Larisa Faber, Estelle und Amy stehen mit dieser Meinung nicht alleine da. Auch Catherine Chéry, Direktorin des Planning Familial, lehnt die grundsätzliche Dramatisierung des Schwangerschaftsabbruchs ab. Im Pressedossier zum Stück verweist sie in einem Beitrag darauf, dass weltweit 61 Prozent der ungewollten Schwangerschaften freiwillig beendet werden. Damit sei der Schwangerschaftsabbruch eine Normalität und sei bei legaler Durchführung durch Professionelle sicher. Für Chéry gibt es weder einen guten noch einen schlechten Umgang mit der Entscheidung, eine Schwangerschaft zu beenden. Jede Emotion sei möglich, genauso wie eine gewisse Teilnahmslosigkeit. Auch das sei in Ordnung. „Der Schwangerschaftsabbruch ist nicht nur eine Gesundheitsfrage. Es ist eine Diskussion über Machtverhältnisse in einer patriarchalen Welt“, schreibt sie.

In Luxemburg steht der Schwangerschaftsabbruch erst seit 2014 nicht mehr im Strafgesetzbuch. Damals wurde außerdem die Regel aufgehoben, dass sich die schwangere Person in einer Notsituation befinden muss, damit dem Abbruch stattgegeben wird. Der Schwangerschaftsabbruch ist inzwischen auf Nachfrage der schwangeren Person bis zur 12. Woche möglich. „Das heißt noch lange nicht, dass der Schwangerschaftsabbruch gesellschaftlich als Wahl statt eines Vergehens angesehen wird oder, dass es leicht wäre, offen darüber zu reden“, betont Chéry.

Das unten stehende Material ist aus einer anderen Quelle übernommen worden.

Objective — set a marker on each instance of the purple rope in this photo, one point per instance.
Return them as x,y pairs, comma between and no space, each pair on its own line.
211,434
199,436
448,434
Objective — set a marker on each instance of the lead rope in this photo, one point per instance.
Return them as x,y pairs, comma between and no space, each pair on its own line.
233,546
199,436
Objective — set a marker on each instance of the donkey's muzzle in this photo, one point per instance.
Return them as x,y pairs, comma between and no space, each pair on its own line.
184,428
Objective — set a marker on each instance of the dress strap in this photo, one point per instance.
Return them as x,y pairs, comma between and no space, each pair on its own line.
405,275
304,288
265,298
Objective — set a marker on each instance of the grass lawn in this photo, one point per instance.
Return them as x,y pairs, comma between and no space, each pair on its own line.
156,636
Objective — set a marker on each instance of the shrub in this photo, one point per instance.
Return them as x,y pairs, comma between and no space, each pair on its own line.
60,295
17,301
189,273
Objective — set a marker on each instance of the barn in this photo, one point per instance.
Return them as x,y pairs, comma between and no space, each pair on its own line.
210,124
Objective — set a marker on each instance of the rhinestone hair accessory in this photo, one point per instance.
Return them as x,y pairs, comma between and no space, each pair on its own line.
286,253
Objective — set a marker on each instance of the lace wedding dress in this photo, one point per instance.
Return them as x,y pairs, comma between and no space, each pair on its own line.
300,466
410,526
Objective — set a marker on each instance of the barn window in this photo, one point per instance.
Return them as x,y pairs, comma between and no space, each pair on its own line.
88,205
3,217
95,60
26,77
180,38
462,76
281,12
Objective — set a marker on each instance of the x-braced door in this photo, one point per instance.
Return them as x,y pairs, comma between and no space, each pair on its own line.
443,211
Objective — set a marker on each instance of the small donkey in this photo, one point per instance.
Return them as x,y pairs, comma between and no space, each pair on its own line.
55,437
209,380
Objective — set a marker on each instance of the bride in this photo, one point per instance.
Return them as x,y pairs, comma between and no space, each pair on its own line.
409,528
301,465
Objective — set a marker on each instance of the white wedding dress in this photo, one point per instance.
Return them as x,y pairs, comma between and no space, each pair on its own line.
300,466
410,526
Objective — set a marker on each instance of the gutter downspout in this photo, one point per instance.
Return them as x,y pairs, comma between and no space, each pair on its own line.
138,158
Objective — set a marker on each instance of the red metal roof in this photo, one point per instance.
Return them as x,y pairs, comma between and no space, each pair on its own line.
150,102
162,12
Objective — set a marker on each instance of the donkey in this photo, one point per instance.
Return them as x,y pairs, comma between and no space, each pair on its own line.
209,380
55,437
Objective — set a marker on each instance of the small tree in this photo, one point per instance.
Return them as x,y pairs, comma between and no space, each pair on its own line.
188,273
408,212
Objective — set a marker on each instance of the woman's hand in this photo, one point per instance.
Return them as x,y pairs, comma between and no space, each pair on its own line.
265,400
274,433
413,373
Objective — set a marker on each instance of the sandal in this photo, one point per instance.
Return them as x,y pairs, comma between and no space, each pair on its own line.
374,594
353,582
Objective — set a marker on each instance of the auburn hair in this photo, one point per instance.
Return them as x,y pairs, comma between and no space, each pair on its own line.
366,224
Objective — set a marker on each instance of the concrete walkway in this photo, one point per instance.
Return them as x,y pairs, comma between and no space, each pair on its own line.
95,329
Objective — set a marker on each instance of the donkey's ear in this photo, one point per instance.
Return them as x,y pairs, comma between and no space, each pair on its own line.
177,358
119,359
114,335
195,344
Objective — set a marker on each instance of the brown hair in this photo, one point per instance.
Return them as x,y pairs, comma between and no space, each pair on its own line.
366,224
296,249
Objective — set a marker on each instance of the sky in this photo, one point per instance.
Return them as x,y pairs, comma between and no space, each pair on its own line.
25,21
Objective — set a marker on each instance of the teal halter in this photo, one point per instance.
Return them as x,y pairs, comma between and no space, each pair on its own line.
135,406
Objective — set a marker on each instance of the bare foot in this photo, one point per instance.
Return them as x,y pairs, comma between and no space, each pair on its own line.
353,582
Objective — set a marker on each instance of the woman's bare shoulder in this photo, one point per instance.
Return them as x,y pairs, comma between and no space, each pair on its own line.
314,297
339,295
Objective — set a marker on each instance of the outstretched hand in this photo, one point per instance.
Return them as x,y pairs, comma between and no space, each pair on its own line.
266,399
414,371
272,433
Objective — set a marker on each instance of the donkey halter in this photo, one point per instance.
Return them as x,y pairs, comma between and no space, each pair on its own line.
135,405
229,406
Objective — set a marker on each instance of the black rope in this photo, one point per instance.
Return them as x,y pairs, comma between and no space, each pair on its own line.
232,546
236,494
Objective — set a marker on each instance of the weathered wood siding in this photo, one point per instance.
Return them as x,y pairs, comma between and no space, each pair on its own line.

Mit „Good Girls“ will Larisa Faber dem Thema zu mehr Akzeptanz und einem anderen Gesicht verhelfen. Im Anschluss an die Aufführung vom Donnerstag, dem 10. November, findet um 21 Uhr hierzu ein Rundtischgespräch mit Catherine Chéry und dem künstlerischen Team des Stücks im Escher Ariston statt, wo das Musical übrigens auch aufgeführt wird. Weitere Vorstellungen gibt es am 11. und am 12. November, um 20 Uhr. Bei dieser Gelegenheit und im Planning Familial liegt außerdem eine Publikation zu Schwangerschaftsabbrüchen aus, die Larisa Faber im Zuge des Stückes konzipiert hat. Später zieht das Musiktheater von der einen Kulturhauptstadt zur nächsten: Mitte November wird „Good Girls“ am „Kauno miesto kamerinis teatras“ in Kaunas, 2022 ebenfalls europäische Kulturhauptstadt, gezeigt. Ende November ist es am „Camden People’s Theater“ in London zu sehen.

Good Girls. Am 8., 10., 11. und 12. November 
um 20 Uhr im Ariston in Esch. Hörgeschädigte und schwerhörige Personen erhalten auf Anfrage eine vibrierende Weste (Subpac).